La Banca del Giappone, come atteso, ha mantenuto la sua politica monetaria ultra accomodante, nonostante l'inflazione nel paese, che rimane ben al di sopra dell'obiettivo del 2% e la grande debolezza dello yen rispetto al dollaro. La BoJ continuerà ad acquistare obbligazioni illimitate in modo che i rendimenti giapponesi a dieci anni non superino l'1%, la nuova linea rossa fissata a luglio, e ha mantenuto il tasso chiave negativo a breve termine al -0,1%. L'inflazione in Giappone è rimasta stabile in agosto al 3,1% su base annua, escludendo i prodotti freschi, come a luglio, secondo i dati ufficiali pubblicati poche ore prima della fine della riunione della Banca del Giappone (BoJ). Gli economisti avevano stimato un mini-rallentamento dell'aumento dei prezzi al consumo, al 3% escludendo i prodotti freschi.

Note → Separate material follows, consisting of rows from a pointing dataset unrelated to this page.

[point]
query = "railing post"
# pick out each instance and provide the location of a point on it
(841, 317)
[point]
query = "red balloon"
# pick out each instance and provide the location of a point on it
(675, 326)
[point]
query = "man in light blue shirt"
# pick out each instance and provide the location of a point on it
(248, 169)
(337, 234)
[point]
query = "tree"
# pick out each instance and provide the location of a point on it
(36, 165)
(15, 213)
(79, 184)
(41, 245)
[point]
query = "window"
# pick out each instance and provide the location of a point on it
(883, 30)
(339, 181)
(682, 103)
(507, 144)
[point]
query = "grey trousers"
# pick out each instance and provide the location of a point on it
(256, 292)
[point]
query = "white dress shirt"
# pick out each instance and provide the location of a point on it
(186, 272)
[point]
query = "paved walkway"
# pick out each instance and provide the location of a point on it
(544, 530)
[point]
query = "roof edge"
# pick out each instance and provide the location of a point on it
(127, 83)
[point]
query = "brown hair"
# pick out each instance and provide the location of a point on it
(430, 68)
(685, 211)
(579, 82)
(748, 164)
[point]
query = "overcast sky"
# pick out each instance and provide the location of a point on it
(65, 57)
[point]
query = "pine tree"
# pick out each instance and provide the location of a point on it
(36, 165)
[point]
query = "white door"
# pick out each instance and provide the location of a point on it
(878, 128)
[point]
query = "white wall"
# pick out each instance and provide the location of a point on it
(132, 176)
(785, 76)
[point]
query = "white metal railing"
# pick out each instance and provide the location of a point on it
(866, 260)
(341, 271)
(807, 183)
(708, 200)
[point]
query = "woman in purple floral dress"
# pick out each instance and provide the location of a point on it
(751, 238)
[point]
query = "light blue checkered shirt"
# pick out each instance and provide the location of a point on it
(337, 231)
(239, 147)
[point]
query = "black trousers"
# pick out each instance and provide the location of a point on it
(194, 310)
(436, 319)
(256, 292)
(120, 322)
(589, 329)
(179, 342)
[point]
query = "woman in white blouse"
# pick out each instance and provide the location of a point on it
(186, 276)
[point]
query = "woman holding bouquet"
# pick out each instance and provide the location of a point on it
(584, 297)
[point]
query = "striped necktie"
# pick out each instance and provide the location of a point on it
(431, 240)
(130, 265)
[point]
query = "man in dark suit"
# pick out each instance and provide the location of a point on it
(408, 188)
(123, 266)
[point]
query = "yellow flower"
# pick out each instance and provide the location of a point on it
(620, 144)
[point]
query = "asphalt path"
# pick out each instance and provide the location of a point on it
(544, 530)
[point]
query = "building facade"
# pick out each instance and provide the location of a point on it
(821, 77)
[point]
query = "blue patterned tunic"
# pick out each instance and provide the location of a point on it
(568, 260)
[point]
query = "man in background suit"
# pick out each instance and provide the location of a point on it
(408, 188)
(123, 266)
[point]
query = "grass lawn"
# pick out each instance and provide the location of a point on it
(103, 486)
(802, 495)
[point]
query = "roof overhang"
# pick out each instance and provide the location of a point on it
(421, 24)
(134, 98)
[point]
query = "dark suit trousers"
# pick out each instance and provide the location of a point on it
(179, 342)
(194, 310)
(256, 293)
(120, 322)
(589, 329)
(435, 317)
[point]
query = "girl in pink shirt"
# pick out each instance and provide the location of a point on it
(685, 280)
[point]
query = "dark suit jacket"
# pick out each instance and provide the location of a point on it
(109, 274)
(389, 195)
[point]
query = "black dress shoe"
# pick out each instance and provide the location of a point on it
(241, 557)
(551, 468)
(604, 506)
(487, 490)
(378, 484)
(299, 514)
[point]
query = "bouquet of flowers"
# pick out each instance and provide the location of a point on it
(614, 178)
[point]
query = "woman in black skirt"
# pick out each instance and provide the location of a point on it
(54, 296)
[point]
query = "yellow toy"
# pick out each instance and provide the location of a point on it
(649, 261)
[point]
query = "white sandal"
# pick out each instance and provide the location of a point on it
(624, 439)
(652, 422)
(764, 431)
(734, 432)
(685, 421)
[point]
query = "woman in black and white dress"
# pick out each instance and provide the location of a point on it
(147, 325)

Dollaro al top da marzo contro l'euro, in rialzo il petrolio

Sul mercato valutario, il dollaro consolida i massimi da marzo contro l'euro: l'euro/dollaro è indicato a 1,0636 da 1,0660 in chiusura. Debole lo yen dopo che la Bank of Japan ha confermato la politica monetaria ultra accomodante: la divisa giapponese scivola a 157,68 per un euro (da 157,18 in chiusura) e a 148,25 per un dollaro (147,42). Le tensioni sui mercati e l’apprezzamento del dollaro della vigilia hanno pesato sulla maggior parte delle materie prime. Tra le poche eccezioni troviamo il gasolio (4,5% all’ICE), a causa dell’annuncio del blocco delle esportazioni russe di diesel e benzina nel tentativo di calmierare i prezzi domestici. La mossa russa è particolarmente importante dato che, finora, nel 2023 la Russia è stato il principale esportatore marittimo di gasolio insieme agli USA secondo i dati di Vortexa. Il gas TTF è in calo dopo la fine dello sciopero in Australia in seguito all’accordo tra Chevron e sindacati.